The WHO has been overtly against vaping products. Infact last September, two leaked papers from the WHO’s Eastern Mediterranean Regional Office (EMRO), had suggested that the organization was striving to have vaping products regulated in the same way their combustible counterparts.
Meanwhile, WHO representative Dr. Ranti Fayokun, a scientist in the National Capacity-Tobacco Control Prevention of Noncommunicable Diseases, has acknowledged the relative safety of the products, during a hearing on vaping regulation conducted by the House of Representatives in the Philippines.
The vape ban
On the other hand, Philippines President Rodrigo Duterte, has announced a ban on the use and import of e-cigarettes, saying that anyone caught using the products will be arrested. Duterte 74, once a heavy smoker himself who suffered health consequences because of his habit, rightfully holds a very harsh stance towards cigarettes.
Unfortunately, he holds the same stance against vaping products, failing to understand that the devices are excellent smoking cessation and harm reduction tools. “This vaping, they say it is electronic. Don’t give me that s***. Better stop it, I will order your arrest if you do it in a room… That is like smoking. You contaminate people,” he said.

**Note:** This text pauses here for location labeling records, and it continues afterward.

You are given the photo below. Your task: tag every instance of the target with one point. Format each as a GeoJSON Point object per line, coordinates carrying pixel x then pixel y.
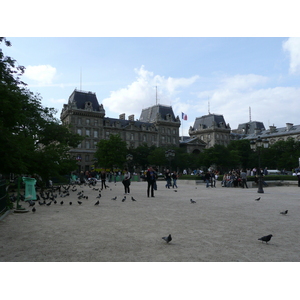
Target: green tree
{"type": "Point", "coordinates": [111, 153]}
{"type": "Point", "coordinates": [31, 138]}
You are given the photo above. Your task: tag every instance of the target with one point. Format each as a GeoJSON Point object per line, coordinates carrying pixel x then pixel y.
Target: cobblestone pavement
{"type": "Point", "coordinates": [223, 225]}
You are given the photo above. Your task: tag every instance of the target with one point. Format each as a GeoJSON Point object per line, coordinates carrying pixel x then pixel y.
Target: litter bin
{"type": "Point", "coordinates": [30, 193]}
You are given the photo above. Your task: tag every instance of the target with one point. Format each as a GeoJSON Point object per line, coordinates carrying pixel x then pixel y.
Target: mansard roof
{"type": "Point", "coordinates": [80, 98]}
{"type": "Point", "coordinates": [250, 127]}
{"type": "Point", "coordinates": [150, 114]}
{"type": "Point", "coordinates": [273, 131]}
{"type": "Point", "coordinates": [209, 121]}
{"type": "Point", "coordinates": [124, 123]}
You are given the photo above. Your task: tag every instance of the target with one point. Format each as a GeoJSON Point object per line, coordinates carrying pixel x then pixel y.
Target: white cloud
{"type": "Point", "coordinates": [243, 82]}
{"type": "Point", "coordinates": [43, 74]}
{"type": "Point", "coordinates": [142, 92]}
{"type": "Point", "coordinates": [292, 45]}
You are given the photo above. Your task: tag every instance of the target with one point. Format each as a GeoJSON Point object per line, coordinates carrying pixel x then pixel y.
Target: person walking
{"type": "Point", "coordinates": [168, 178]}
{"type": "Point", "coordinates": [151, 178]}
{"type": "Point", "coordinates": [174, 177]}
{"type": "Point", "coordinates": [126, 181]}
{"type": "Point", "coordinates": [207, 178]}
{"type": "Point", "coordinates": [244, 179]}
{"type": "Point", "coordinates": [103, 180]}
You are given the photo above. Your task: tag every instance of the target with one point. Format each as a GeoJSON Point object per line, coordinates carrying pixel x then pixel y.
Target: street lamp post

Bans don’t work, sensible regulations do
Meanwhile, in the aforementioned congressional hearing, Dr. Andrew da Roza, an addictions psychotherapist and lawyer pointed out how a ban would be counterproductive. “They [WHO] are saying if you are a country that cannot produce regulation and cannot enforce regulation, you must ban. That, to me, is a contradiction. A country cannot regulate perfectly, but the last thing it should do is ban because the blackmarket will proliferate. This is an issue that is extremely important to children. If we ban things, if we do not regulate things, we create a blackmarket that does not care about children, that does not care about elderly people, that does not care about us at all.”